So FB is doing their new polling thing or whatever. A few days ago, some friends of mine answered the question, “Do you think Planned Parenthood should be Defunded?”
Now, since Planned Parenthood provides low-cost women’s health care, I’m absolutely, 100% against defunding them. I think anyone who would suggest such a thing is either a) hugely ignorant of what they do or b) a vicious, selfish excuse for a human being. So of course I voted, “No,” and didn’t think much further about the poll.
Today, it came up in my husband’s feed. Apparently he’d clicked the little “follow” button or something when he voted in it (also, “No,”) and was now getting updates. And somebody pointed out that a Pro-Life page had posted this question, and was now upset and wanting to delete it. We laughed a bit, and then John went onto the Pro-Life page. And holy fucking shit.

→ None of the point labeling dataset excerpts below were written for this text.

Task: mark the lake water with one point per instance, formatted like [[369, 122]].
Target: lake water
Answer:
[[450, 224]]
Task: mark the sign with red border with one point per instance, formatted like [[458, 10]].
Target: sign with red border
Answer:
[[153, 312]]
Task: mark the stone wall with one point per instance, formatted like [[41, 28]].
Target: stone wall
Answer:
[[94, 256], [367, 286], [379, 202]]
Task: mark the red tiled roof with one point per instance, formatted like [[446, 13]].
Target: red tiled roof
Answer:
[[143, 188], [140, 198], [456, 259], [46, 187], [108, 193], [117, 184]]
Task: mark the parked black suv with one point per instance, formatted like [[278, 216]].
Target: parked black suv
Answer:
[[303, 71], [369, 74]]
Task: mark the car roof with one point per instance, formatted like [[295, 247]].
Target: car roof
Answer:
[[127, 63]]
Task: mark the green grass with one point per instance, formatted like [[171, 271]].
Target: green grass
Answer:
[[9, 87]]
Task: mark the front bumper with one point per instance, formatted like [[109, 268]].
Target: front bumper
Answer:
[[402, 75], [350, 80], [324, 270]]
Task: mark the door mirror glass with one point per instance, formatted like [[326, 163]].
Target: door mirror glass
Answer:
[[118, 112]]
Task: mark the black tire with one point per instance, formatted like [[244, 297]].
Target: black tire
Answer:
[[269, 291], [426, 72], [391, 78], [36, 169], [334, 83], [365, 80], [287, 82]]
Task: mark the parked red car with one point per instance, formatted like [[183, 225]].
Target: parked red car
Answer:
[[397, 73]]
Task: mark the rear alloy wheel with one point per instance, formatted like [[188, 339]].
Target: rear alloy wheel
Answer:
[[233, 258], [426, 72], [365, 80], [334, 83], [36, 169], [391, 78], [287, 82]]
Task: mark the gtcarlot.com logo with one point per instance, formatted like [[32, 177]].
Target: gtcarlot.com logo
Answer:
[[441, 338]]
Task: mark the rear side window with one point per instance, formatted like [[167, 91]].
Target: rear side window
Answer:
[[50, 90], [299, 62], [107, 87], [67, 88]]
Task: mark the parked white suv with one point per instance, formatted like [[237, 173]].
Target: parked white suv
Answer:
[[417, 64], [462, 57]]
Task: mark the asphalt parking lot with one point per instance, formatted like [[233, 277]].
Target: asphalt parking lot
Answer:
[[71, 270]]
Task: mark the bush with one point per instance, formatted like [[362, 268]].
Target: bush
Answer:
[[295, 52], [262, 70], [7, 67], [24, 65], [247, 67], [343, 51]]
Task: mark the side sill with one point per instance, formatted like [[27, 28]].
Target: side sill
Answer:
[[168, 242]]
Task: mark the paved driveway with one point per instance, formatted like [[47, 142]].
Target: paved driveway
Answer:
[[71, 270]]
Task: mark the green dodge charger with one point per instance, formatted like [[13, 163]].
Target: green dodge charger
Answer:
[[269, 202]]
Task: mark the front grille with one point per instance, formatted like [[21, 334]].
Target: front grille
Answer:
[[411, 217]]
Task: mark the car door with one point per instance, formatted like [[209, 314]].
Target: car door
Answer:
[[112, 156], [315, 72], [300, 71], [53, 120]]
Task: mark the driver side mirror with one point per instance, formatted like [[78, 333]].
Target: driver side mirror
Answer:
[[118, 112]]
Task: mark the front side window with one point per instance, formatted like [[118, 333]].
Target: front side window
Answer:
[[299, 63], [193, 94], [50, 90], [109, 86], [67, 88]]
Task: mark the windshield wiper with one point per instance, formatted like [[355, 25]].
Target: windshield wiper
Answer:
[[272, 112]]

Okay, leaving aside the whole fetus/human debate, I just don’t get pro-lifers. I may have mentioned a time or two that I was raised LDS? My upbringing was definitely pro-child, pro-birth, pro-life. Up until I had my first kid, I was convinced I would have a brood, a passle of children. I would have a dozen of ’em! I was personally horrified at the idea of abortion for years.
I remember once, as a teenager, talking with a friend of mine. She told me she didn’t ever want to have children, and she wasn’t even sure about marriage. I was shocked. Shocked, and horrified, and totally lost on how to react to such a statement. I couldn’t reconcile it — she is my friend, she’s a good person, and she doesn’t want children?!? The very idea was foreign to me. I asked her what she’d do if she accidentally got pregnant, and she shrugged and said probably get an abortion. I remember how conflicted and horrified I felt — that someone I loved and esteemed so highly could so casually speak of such a horrific act.
I struggled over this for weeks. I’d bring it up randomly in conversation, I’d quiz her about it. I’d ask things like, “Well, what about adoption? What if you really loved the guy?” She was really patient with me, and eventually I let it drop and stopped nagging her about it. Even later, I realized that even if I personally could never have an abortion, I could hardly deny my friend her right to choose how she lived her life.
Eventually, I realized I was pro-choice. I used to jokingly call myself pro-choice, but pro-life. Now I just leave off the “pro-life” part, because it really doesn’t matter what decision I would or would not make if abortion was on my list of options. It’s my decision. It’s my choice, it’s my life — and I suppose that’s the part of the pro-life movement I simply cannot comprehend. Why do these people think they have the right to strip other people’s rights from them? I just don’t get it. Pro-choice does not necessarily correlate to pro-abortion — it simply means we accept that it is, in the end, a choice. A personal choice, and one to be made with relevant and current medical information (not debunked studies), while surrounded by professional, sensitive, and compassionate people (not screaming lunatics waving signs with dead babies on them).